Deze oordelen banen de weg voor de wederkomst van Christus naar de aarde om Zijn rijk van vrede en gerechtigheid te vestigen. De “grote en luisterrijke dag van [de] Heer” is de dag van de terugkeer van de Heer Jezus – Hij is Jahweh – op aarde en Zijn regering die daarop volgt. Die dag is groot vanwege de omvangrijke gevolgen die Zijn komst en regering zullen hebben. Die dag is luisterrijk vanwege de heerlijke en zegenrijke gevolgen die Zijn komst en regering zullen hebben.

Vanwege de aangekondigde oordelen en de zegen die daarop volgt, besluit Petrus zijn citaat met het aanbieden van redding aan iedereen die zijn hopeloze situatie inziet. Die redding is alleen mogelijk door het aanroepen van de Naam van de Heer. Wie in vertrouwend geloof tot Hem nadert, komt niet om, maar wordt behouden.

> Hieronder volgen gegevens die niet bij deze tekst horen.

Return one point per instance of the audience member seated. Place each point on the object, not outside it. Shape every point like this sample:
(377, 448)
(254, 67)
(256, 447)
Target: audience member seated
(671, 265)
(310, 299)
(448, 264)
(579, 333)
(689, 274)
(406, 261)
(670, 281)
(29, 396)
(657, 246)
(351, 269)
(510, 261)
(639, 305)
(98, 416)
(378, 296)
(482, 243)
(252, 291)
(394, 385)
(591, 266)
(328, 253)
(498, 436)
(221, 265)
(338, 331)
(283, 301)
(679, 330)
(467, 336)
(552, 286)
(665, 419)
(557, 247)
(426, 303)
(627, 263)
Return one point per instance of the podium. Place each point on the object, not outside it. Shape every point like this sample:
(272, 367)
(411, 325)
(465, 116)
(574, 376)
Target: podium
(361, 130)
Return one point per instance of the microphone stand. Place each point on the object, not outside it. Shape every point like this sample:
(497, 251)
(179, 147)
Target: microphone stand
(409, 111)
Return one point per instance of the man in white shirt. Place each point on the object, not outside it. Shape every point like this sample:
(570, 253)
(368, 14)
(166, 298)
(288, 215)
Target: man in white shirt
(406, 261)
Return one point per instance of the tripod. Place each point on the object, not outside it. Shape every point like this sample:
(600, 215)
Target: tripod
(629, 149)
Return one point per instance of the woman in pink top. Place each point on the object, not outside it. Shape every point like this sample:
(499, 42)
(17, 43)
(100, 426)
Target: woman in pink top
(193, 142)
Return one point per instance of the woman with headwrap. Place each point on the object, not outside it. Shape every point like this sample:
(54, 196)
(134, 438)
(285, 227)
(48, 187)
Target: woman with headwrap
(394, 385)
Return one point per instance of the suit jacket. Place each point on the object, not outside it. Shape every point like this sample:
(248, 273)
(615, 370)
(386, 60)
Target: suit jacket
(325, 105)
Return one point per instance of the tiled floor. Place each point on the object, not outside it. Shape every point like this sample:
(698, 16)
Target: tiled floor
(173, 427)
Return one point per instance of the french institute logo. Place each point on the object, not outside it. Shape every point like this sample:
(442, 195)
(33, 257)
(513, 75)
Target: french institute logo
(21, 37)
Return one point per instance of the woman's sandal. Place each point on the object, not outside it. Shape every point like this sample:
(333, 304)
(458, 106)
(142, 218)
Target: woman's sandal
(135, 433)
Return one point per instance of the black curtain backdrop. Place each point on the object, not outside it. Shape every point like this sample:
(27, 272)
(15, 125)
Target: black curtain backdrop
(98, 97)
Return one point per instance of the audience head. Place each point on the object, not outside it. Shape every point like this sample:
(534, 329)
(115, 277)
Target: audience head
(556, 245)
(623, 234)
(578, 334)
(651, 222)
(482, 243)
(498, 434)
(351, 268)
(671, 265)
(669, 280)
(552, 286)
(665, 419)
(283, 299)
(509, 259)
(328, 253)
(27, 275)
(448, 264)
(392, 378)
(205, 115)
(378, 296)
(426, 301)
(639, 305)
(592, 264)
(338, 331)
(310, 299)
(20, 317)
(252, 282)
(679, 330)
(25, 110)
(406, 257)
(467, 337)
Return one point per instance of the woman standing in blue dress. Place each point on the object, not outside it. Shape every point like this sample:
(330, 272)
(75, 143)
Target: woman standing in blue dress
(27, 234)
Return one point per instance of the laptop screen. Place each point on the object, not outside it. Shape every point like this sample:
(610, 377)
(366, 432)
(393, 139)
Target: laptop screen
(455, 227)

Paulus haalt dit vers aan en verklaart het van algemene toepassing voor de verkondiging van het evangelie in de hele wereld (Rm 10:13). Er wordt in het evangelie geen onderscheid gemaakt in oordeel en ook geen onderscheid in het aanbieden van de behoudenis. Het is voor iedereen. Door alle eeuwen heen is de behoudenis alleen te vinden in het geloof in de Heer Jezus.